The appeal of RGIII, beyond his mega-watt smile and easy manner, is his dynamic playmaking ability. Though not gifted with Michael Vick-like field vision on the run, Griffin can make plays with his legs and is especially good at extending plays while keeping his eyes downfield for open receivers.

Griffin is not a running quarterback, but rather a quarterback with frightening speed who is a threat to run, or a quarterback who can run but really doesn't have to.

Last season, Griffin recorded the second-highest completion percentage for a rookie, connecting on 65.6 percent of his passes, behind only Ben Roethlisberger's 66.4, which he recorded in 2004.

While at Baylor, Griffin threw 37 touchdowns and rushed for another 10 while completing 72.4 percent of his passes as a senior, somehow improving on the 67 percent he completed as a junior.

Spread offenses often lead to big numbers for quarterbacks, but it still requires a commanding presence at quarterback, particularly when you consider that Baylor's offense didn't have a playbook.
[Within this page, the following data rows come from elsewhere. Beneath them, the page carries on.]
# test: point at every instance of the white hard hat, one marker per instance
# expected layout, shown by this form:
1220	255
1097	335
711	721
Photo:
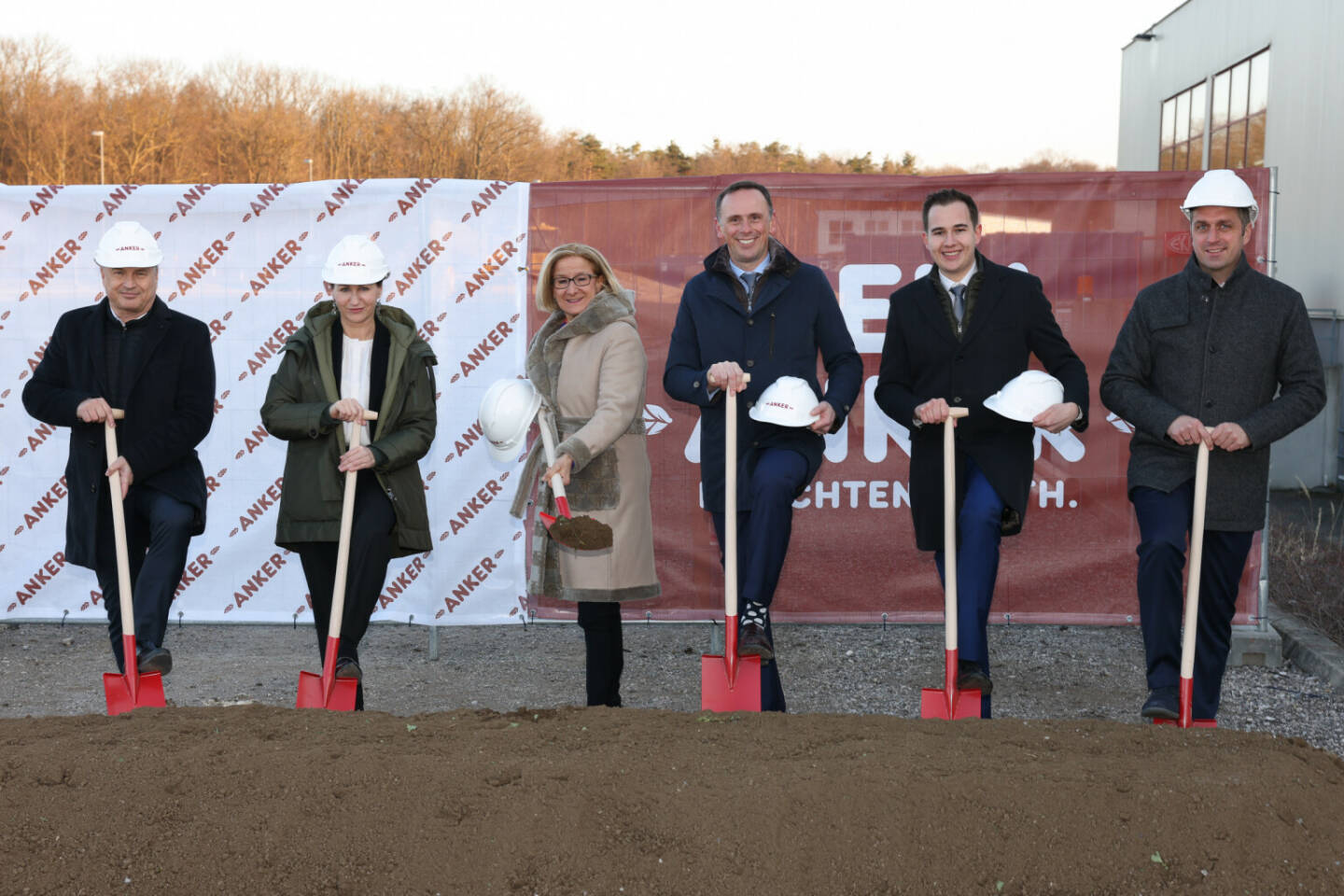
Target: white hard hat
785	402
506	413
355	260
1026	395
128	245
1221	187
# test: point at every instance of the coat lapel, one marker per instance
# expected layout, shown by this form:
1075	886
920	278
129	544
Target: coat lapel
931	305
94	335
988	294
155	332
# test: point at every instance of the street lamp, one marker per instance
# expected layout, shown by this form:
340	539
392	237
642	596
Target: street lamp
98	134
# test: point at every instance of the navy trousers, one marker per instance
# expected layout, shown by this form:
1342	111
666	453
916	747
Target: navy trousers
763	546
977	568
370	551
158	534
1164	523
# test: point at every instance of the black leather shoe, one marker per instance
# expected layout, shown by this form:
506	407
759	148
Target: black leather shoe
972	678
155	660
1161	703
751	641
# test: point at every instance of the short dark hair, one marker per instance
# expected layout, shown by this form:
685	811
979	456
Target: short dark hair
742	184
949	196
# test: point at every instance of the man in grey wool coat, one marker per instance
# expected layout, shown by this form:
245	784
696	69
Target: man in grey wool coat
1224	355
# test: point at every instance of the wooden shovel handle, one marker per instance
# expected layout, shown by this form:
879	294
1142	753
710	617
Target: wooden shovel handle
347	522
549	446
119	528
1197	559
730	500
949	526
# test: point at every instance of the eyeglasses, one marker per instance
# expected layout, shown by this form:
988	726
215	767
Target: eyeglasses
581	281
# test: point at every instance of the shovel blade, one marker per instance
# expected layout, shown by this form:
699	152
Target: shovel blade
1193	723
938	703
717	694
149	692
312	694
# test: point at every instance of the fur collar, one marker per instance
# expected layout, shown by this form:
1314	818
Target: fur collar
547	351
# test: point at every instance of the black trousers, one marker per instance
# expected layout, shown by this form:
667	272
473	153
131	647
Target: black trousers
158	534
601	623
1164	523
370	551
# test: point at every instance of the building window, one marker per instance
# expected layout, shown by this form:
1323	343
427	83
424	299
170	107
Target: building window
1236	127
1183	131
1237	131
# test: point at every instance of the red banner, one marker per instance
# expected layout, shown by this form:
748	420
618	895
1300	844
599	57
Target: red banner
1094	239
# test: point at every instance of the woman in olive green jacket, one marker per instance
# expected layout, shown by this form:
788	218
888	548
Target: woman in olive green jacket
353	354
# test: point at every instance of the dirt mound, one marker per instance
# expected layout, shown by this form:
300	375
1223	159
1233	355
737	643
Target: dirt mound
262	800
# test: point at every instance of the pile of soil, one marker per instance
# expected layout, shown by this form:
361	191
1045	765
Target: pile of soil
261	800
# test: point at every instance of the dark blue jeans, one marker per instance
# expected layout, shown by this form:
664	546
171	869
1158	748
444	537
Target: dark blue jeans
977	565
1164	522
370	551
158	534
763	546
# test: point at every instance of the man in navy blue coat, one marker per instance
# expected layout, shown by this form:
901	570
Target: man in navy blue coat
757	309
133	352
956	337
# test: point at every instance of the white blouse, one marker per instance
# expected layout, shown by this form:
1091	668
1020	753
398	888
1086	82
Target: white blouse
355	361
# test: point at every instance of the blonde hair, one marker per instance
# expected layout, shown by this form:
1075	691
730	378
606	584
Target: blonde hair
546	300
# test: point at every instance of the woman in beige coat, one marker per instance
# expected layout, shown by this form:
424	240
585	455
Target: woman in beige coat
589	366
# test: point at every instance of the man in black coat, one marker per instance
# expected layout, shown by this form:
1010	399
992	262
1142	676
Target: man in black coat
1224	355
131	352
757	309
955	337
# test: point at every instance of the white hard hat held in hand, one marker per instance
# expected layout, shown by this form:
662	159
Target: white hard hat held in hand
506	413
355	260
1026	395
128	245
1221	187
785	402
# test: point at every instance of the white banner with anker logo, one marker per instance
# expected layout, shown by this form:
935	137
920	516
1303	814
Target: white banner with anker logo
246	259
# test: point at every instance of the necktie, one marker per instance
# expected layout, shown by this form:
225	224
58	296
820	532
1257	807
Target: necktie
959	309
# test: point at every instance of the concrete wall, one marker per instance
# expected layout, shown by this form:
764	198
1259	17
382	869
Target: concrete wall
1304	138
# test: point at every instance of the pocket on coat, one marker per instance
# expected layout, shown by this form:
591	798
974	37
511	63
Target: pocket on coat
597	486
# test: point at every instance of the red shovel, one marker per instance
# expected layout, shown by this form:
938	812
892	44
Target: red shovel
1187	644
327	691
561	529
946	702
131	690
730	682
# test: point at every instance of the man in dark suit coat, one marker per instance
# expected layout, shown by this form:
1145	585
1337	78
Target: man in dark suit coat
132	352
940	352
758	309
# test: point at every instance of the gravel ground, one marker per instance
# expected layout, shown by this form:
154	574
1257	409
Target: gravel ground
1041	672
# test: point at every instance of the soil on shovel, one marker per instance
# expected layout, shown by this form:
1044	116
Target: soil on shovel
582	534
643	801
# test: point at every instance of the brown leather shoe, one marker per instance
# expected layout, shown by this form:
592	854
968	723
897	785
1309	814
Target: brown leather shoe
972	678
751	641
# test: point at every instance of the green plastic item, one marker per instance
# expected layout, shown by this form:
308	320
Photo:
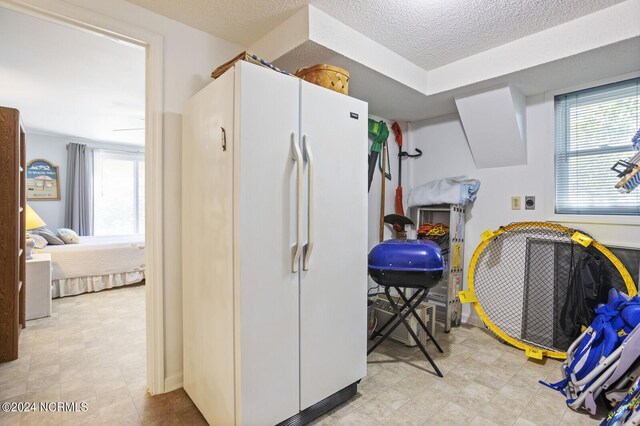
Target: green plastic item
379	131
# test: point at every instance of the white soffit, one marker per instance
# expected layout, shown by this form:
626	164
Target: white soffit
494	123
399	89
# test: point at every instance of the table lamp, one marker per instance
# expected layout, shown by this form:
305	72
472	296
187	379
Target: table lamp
33	221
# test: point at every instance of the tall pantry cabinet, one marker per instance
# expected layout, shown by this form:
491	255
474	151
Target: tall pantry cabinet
274	244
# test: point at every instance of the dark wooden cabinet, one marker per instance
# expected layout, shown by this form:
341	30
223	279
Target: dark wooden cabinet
12	232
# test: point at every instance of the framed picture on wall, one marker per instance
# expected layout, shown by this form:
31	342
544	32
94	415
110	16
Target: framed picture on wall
43	181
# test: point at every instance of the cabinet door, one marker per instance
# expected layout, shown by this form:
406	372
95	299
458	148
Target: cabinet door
265	226
207	242
333	288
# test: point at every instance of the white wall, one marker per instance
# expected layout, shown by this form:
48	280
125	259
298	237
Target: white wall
189	57
53	148
447	154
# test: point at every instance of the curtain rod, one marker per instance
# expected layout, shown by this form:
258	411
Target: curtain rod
116	150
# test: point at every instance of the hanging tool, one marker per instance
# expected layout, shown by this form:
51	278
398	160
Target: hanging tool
398	133
379	131
387	172
398	222
382	190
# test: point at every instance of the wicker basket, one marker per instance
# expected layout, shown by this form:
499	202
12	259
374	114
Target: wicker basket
329	76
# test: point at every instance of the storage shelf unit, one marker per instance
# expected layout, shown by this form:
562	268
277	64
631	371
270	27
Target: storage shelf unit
445	294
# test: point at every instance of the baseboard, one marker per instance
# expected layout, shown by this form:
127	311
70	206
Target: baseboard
172	383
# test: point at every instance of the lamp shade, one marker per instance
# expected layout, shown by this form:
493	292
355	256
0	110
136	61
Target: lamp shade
33	220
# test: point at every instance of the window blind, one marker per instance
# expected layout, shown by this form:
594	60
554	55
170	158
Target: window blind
593	129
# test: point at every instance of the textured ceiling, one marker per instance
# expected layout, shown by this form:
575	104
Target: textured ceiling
429	33
70	82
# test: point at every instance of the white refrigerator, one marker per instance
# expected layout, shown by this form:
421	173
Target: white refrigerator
274	214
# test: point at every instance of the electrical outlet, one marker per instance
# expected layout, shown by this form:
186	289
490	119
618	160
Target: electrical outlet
529	202
516	203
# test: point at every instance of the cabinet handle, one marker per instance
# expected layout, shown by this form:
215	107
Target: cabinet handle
297	157
309	246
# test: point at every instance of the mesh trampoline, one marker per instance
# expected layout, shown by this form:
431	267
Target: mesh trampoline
519	278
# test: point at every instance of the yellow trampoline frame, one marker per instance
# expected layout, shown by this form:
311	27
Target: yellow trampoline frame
469	296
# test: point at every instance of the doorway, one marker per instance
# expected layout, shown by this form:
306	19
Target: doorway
151	44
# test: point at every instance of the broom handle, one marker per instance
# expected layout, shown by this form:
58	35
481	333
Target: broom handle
382	191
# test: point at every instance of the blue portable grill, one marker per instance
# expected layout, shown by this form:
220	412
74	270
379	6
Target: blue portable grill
415	264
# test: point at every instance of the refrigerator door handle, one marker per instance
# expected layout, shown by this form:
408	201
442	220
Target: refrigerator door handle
297	157
309	246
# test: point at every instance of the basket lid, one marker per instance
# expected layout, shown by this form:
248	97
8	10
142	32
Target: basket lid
407	255
322	67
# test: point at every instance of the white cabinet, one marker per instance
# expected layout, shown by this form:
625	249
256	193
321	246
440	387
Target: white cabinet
274	247
38	294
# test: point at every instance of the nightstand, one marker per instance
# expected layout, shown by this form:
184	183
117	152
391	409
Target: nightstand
39	286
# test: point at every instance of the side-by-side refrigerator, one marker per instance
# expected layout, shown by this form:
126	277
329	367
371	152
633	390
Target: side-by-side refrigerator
274	248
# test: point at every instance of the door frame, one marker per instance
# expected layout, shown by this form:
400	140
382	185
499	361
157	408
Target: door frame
76	17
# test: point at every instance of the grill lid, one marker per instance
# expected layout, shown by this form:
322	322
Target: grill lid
407	255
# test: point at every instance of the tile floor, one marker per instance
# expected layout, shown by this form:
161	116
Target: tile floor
93	349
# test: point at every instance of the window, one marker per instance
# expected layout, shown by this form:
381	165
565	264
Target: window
118	193
593	129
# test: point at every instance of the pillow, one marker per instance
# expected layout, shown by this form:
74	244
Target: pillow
39	240
48	235
67	235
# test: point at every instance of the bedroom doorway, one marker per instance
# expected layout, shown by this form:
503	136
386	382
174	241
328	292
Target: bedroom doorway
147	168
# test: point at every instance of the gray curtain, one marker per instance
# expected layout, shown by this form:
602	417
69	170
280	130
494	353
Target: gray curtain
78	214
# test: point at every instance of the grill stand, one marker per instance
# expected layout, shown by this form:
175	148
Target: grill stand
421	294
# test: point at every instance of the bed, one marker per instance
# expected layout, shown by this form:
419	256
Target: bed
96	263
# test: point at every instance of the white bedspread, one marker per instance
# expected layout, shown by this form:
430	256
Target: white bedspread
96	263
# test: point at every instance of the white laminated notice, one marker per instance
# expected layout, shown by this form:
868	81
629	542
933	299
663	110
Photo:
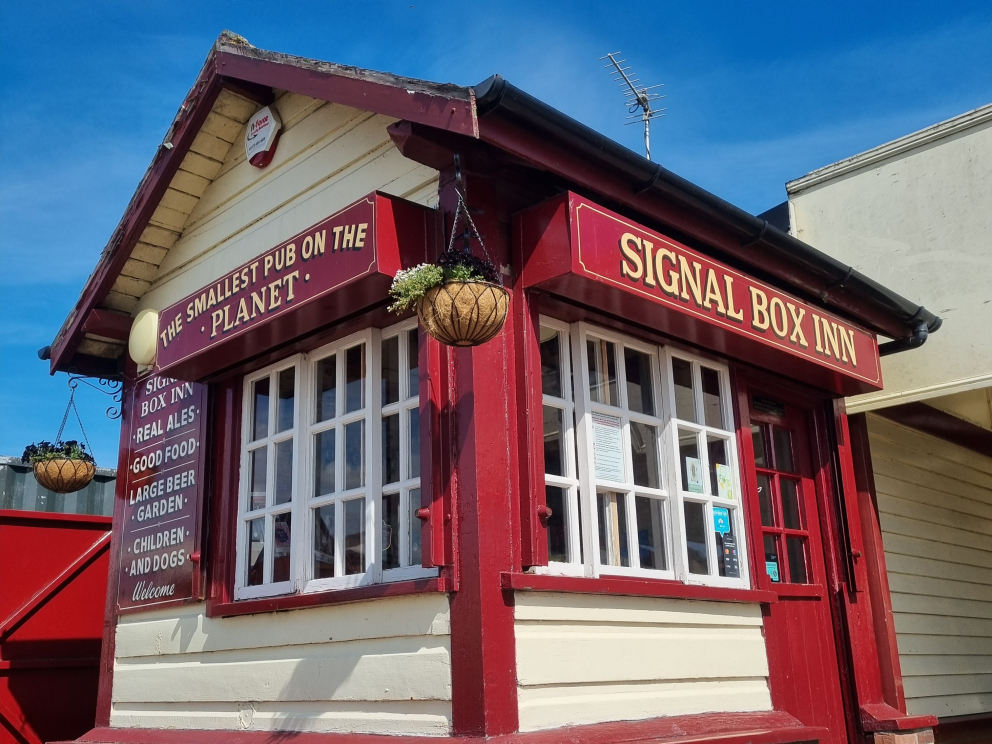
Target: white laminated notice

No playbook means no concrete pictures or concepts of timing and where a ball should be placed. It requires instincts and trust in your teammates, which Griffin seems to have translated to the NFL.

You would think not having a set playbook would hinder Griffin at the next level, but Mike and Kyle Shanahan have used it as a platform to create an offense where Griffin once again has options as opposed to standard progressions through targets on the field.

Griffin has shown the ability to read defenses, which is often said to be a huge weakness for spread offense quarterbacks, so he's got a leg up in that regard. And in case you didn't know, Griffin has a cannon for an arm.

Think about that for a second. He can make plays on the move, work out of pretty much any offensive set, hit any receiver in stride, in tight coverage, over the shoulder or down the sideline, and he can heave it a mile.

Based on the available evidence, Griffin's ability to throw the ball, not his ability to run, has always been his greatest strength, which has been overlooked since he entered the NFL last year.

If you look at the Redskins offense last season, it was balanced but favored the run game, with Alfred Morris churning out 1,613 yards to go with Griffin's 815. But the Redskins only averaged 213.9 passing yards per game, which was 20th in the NFL in 2012.

It is almost as if Washington made a point of limiting Griffin's pass attempts or giving him more of the dual-threat look.

Clearly they did something right, because all you hear about is how the knee injury will affect his mobility and if it will change how he plays the game.

No one is talking about the potential for RGIII to have a monster year through the air, and that just seems like a grave miscalculation given the skills Griffin has displayed in his young NFL career.

Whether it happens or not remains to be seen, but starting the season against the Eagles, who are sporting a new defensive scheme and a decidedly weak secondary, Griffin could put on a show under the bright lights.